Most people who were dosed with Gleeco experienced "intermediate episodes of nausea," a medical way of saying that the patient would spew vast amounts of stomach contents in truly Olympic fashion. Gleeco patients easily qualified in distance for the U.S. Puke Team. Alex had already endured a three-day bout following his last dose. This time he was smarter. He scheduled his chemo on a Thursday afternoon so that he would only miss a day and a half of work. Then he stopped eating on Wednesday. He figured nothing in, nothing out. Lying on his bathroom floor, he discovered that dry heaves were worse as he tried to throw up his stomach. He couldn't even keep down the anti-nausea pills. But the worse passed by Sunday night, and he crawled gratefully into his bed and slept deeply.
The next morning, Alex wore with a strange feeling of well-being. It took him a few minutes to realize that he was simply feeling the absence of being sick. He stretched and realized he was hungry and could even think about food without his head swimming. Still cautious, he made do with a bowl of cream of wheat, dry toast, and black coffee. Not exactly the approved cancer diet, but it was food he could face without his stomach wailing.
He showered and went to work. He thought about staying home, but paranoia honed fine by years of surviving the corporate environment urged him on. If you were gone too much -- even for legitimate reasons -- people started to get used to your absences.
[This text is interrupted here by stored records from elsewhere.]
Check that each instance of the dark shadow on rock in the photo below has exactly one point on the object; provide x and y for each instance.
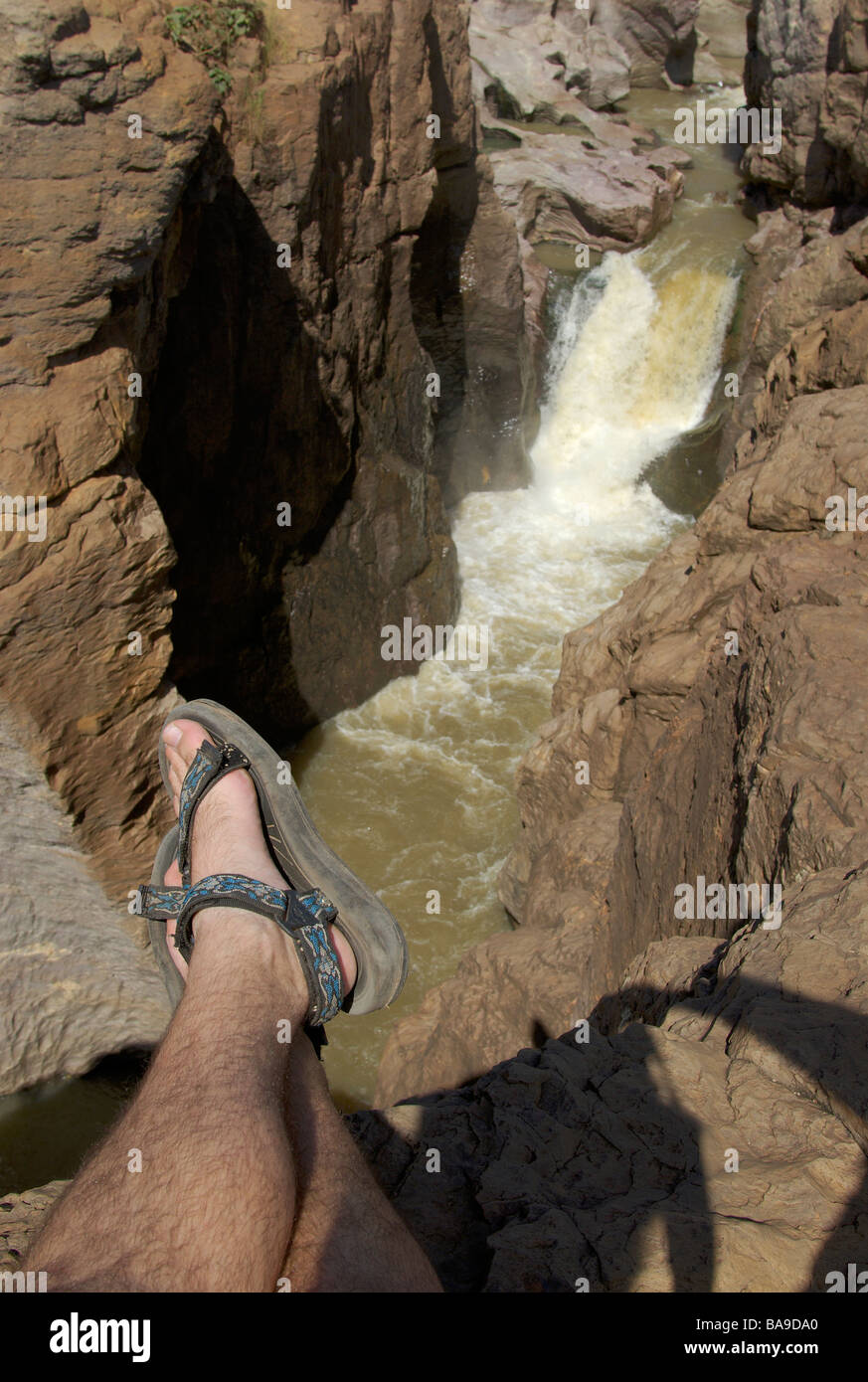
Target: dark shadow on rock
(435, 269)
(237, 425)
(496, 1130)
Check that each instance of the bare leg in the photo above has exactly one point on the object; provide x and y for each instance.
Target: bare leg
(212, 1207)
(347, 1236)
(213, 1204)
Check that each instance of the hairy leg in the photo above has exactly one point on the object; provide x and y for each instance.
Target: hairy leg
(213, 1204)
(347, 1236)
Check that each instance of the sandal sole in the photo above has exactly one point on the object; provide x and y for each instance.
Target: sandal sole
(305, 861)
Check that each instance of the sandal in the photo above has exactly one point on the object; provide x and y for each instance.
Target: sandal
(321, 889)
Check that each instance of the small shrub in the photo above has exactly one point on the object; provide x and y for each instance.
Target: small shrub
(210, 32)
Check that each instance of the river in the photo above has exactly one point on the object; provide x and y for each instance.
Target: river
(415, 787)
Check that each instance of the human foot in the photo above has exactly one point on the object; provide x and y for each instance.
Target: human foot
(227, 838)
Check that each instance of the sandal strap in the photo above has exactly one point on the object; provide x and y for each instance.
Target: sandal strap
(301, 915)
(160, 904)
(210, 765)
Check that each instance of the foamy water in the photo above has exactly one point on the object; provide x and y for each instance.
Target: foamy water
(415, 787)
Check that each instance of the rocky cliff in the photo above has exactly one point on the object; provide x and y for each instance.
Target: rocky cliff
(701, 1123)
(651, 1101)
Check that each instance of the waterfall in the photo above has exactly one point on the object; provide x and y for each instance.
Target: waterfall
(415, 787)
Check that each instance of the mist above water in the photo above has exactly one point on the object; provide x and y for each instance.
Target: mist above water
(415, 787)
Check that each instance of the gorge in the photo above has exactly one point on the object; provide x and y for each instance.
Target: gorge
(601, 1020)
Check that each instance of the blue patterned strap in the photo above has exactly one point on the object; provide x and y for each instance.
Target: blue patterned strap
(210, 765)
(301, 915)
(159, 904)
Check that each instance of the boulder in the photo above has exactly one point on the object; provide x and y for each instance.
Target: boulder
(587, 191)
(74, 982)
(541, 61)
(659, 38)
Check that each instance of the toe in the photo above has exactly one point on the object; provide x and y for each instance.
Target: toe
(181, 740)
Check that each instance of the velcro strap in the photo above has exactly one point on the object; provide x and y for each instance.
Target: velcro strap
(301, 915)
(159, 904)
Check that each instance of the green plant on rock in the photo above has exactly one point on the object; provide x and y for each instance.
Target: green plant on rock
(210, 31)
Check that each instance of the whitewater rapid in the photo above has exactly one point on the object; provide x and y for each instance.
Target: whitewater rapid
(415, 787)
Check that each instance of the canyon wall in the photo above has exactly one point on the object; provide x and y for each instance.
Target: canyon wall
(216, 310)
(720, 711)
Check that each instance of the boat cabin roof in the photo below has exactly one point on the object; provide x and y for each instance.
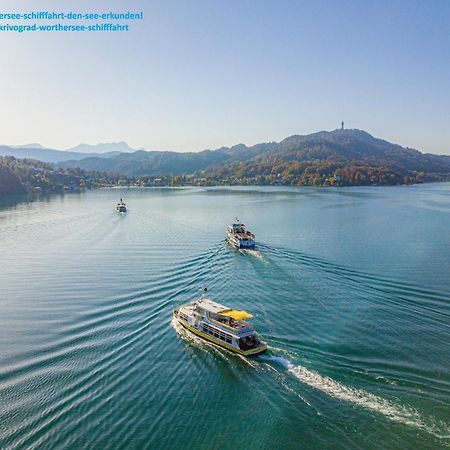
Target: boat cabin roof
(210, 306)
(216, 308)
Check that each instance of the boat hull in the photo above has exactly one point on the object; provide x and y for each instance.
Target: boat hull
(253, 351)
(240, 244)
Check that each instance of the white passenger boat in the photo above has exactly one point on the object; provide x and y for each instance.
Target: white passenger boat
(121, 207)
(221, 325)
(239, 237)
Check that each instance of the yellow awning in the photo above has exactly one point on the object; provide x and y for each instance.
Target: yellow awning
(235, 314)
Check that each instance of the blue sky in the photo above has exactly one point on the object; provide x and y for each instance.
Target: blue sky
(201, 74)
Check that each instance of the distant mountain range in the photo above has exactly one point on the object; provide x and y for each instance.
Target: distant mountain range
(322, 153)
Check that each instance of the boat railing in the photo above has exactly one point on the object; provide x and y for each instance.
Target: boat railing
(237, 324)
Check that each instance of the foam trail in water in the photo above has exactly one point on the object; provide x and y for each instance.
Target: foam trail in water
(255, 253)
(405, 415)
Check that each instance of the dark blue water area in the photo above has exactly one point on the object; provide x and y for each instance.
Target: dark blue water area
(349, 287)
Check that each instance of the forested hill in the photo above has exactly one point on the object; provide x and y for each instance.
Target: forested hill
(354, 155)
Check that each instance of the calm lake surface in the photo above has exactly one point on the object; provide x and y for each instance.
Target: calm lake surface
(350, 287)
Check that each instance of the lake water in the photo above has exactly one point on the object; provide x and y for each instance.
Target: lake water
(350, 287)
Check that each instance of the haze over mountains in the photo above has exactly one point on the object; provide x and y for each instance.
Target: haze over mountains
(341, 147)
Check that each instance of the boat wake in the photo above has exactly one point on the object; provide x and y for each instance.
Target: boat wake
(405, 415)
(398, 413)
(254, 253)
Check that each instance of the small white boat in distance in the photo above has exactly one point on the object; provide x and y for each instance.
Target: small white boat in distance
(221, 325)
(121, 206)
(239, 237)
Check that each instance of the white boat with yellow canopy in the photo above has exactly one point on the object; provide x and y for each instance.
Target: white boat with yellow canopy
(221, 325)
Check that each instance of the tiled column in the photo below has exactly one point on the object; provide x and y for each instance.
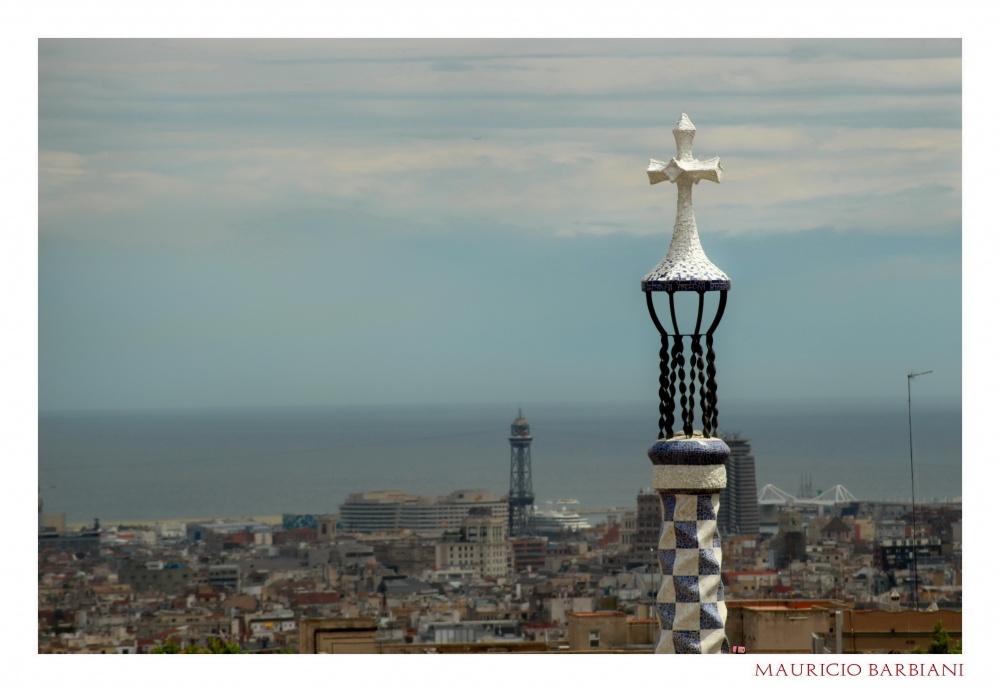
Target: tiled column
(688, 474)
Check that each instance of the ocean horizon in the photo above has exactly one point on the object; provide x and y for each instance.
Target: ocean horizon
(162, 464)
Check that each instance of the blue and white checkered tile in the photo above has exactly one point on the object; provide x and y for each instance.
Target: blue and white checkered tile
(690, 604)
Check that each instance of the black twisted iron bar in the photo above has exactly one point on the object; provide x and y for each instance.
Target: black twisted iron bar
(706, 418)
(713, 412)
(666, 422)
(679, 367)
(697, 363)
(713, 387)
(666, 392)
(681, 384)
(672, 388)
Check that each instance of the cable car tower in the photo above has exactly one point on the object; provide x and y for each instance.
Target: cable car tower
(521, 498)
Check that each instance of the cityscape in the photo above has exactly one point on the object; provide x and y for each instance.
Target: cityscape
(475, 571)
(355, 346)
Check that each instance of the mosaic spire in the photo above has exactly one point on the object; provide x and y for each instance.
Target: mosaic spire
(689, 468)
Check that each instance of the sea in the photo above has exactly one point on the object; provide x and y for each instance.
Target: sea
(129, 466)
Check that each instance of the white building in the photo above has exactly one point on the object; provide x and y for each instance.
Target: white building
(480, 545)
(395, 510)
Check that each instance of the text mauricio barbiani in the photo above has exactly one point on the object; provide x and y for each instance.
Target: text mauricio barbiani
(853, 670)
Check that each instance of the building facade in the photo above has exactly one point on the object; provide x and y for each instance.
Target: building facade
(395, 510)
(738, 510)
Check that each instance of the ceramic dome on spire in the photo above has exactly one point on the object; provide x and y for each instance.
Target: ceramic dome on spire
(685, 267)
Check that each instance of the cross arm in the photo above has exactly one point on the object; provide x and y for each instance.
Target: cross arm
(695, 170)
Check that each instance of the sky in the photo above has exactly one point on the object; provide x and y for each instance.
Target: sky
(309, 222)
(265, 222)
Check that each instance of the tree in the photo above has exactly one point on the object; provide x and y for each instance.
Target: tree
(941, 643)
(215, 646)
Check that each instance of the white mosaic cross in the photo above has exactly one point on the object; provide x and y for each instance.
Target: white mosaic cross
(685, 267)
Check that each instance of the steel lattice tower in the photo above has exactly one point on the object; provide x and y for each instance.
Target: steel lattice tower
(521, 498)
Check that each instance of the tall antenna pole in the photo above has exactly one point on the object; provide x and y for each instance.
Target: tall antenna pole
(913, 491)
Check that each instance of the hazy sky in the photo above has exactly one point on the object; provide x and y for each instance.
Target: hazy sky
(282, 222)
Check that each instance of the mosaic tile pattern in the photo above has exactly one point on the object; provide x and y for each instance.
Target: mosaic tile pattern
(693, 451)
(690, 604)
(685, 266)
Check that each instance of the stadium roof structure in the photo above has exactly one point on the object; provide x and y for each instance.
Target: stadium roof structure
(773, 495)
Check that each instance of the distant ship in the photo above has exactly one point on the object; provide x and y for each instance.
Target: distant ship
(551, 521)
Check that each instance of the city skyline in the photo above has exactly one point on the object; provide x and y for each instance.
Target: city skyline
(287, 222)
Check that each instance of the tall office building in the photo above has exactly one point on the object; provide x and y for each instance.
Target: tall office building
(738, 510)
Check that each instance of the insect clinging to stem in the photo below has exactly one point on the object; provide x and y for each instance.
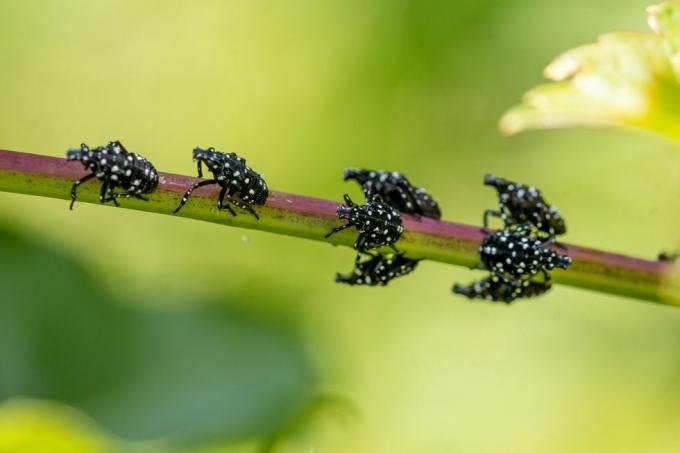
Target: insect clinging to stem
(116, 167)
(240, 185)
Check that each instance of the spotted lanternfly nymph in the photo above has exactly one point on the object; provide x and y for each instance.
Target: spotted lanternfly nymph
(378, 270)
(500, 288)
(395, 190)
(240, 184)
(116, 168)
(514, 252)
(520, 204)
(378, 223)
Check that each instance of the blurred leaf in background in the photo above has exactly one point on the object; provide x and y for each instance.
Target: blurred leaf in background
(188, 374)
(302, 89)
(625, 79)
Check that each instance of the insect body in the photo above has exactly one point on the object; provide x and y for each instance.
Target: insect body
(116, 168)
(378, 223)
(378, 270)
(500, 288)
(519, 204)
(514, 252)
(240, 184)
(395, 190)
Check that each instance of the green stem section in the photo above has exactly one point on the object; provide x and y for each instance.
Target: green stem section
(313, 218)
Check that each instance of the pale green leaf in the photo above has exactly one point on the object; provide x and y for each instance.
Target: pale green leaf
(625, 79)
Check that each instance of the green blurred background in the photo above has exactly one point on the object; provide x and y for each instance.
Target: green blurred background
(126, 331)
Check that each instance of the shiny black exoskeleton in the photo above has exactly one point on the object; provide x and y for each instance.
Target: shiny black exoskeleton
(379, 270)
(378, 223)
(240, 184)
(117, 168)
(514, 252)
(521, 204)
(396, 190)
(499, 288)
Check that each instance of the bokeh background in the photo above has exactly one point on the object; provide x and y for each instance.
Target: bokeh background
(126, 331)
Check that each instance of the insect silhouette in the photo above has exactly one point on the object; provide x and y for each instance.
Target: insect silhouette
(396, 190)
(497, 287)
(378, 223)
(117, 168)
(378, 270)
(521, 204)
(241, 185)
(514, 252)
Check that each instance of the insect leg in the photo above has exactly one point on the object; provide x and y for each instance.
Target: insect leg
(491, 212)
(191, 189)
(546, 276)
(220, 201)
(244, 205)
(360, 243)
(337, 230)
(75, 187)
(408, 190)
(104, 191)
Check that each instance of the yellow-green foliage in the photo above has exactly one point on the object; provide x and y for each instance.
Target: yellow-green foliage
(625, 79)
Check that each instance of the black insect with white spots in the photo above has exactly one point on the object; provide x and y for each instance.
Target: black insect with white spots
(379, 270)
(395, 190)
(240, 184)
(378, 223)
(117, 168)
(499, 288)
(514, 252)
(520, 204)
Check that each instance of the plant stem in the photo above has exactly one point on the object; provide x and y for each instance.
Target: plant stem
(313, 218)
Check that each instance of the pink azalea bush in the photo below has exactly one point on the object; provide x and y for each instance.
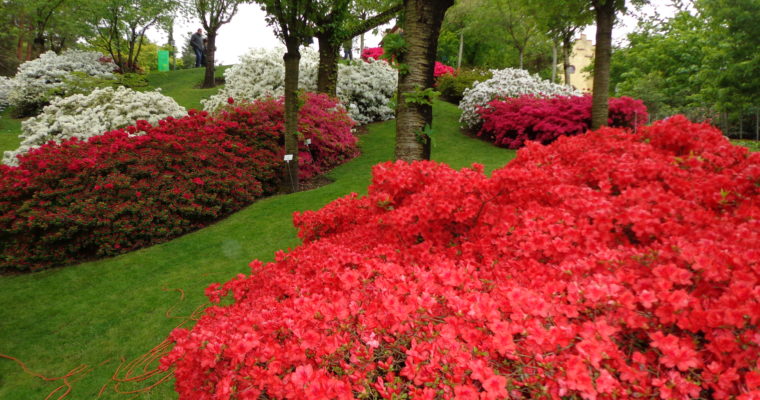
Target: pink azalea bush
(442, 69)
(511, 122)
(607, 265)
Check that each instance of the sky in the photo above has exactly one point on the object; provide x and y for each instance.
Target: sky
(248, 29)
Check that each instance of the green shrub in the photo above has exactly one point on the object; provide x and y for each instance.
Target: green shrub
(452, 86)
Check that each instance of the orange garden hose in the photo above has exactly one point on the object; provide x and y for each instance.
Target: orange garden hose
(135, 372)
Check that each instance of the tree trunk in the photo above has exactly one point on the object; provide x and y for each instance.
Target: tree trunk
(292, 59)
(327, 73)
(566, 59)
(605, 18)
(208, 79)
(20, 48)
(38, 45)
(422, 24)
(520, 51)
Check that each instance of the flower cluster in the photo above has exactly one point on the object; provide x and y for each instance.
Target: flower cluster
(364, 89)
(84, 116)
(607, 265)
(36, 79)
(442, 69)
(372, 52)
(514, 121)
(508, 82)
(80, 199)
(261, 73)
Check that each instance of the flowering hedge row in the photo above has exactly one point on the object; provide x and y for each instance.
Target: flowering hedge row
(75, 200)
(376, 53)
(84, 116)
(365, 89)
(36, 79)
(513, 121)
(322, 120)
(504, 83)
(607, 265)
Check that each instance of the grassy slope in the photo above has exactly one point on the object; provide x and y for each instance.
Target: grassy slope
(103, 311)
(183, 85)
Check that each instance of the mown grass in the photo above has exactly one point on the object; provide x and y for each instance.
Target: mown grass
(98, 313)
(184, 85)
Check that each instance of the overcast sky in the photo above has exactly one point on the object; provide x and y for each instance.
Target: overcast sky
(248, 29)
Projects got reassigned, files got moved. More than one woman had returned from maternity leave to find herself a glorified secretary. Men ended up as assistants or found themselves on under-funded projects that wouldn't survive the next budget. Alex already had a cubicle at the end of a hall. His next move would be outside the building.
His inbox was full, both on his desk and in his email. While picking up a folder, he caught a wisp of perfume. Probably from Rachel. She bathed herself and her cubicle liberally in her favorite scent of the month to the dismay of those close to her. Glenda said Rachel could be tracked through a sewer plant. Alex started to grin, and then it happened. A hot flood rose within him. He whirled in his chair, trying to make it to the restroom down the hall.
He made two steps into the hall, and then the wave hit him so hard that he fell to his knees. He lost his breakfast. More than lost, he expelled his breakfast, shot his breakfast, hurled his breakfast, exploded his breakfast into the far wall. He caught a brief glance of a pair of legs before he was too occupied to see anything but a blur.
After a few eon-long minutes, the spell passed. He slumped against his cubicle doorway, exhausted and horrified by what he had done. Was this going to be his life now? Alex thought he'd rather be dead.
Someone knelt beside him. "Here. Put this on your throat." A wet paper towel was pressed against his skin.
A woman with blue eyes looked steadily at him.
"You're in a bad way, guy," she said after a moment. "Well, let's just see what we can about that."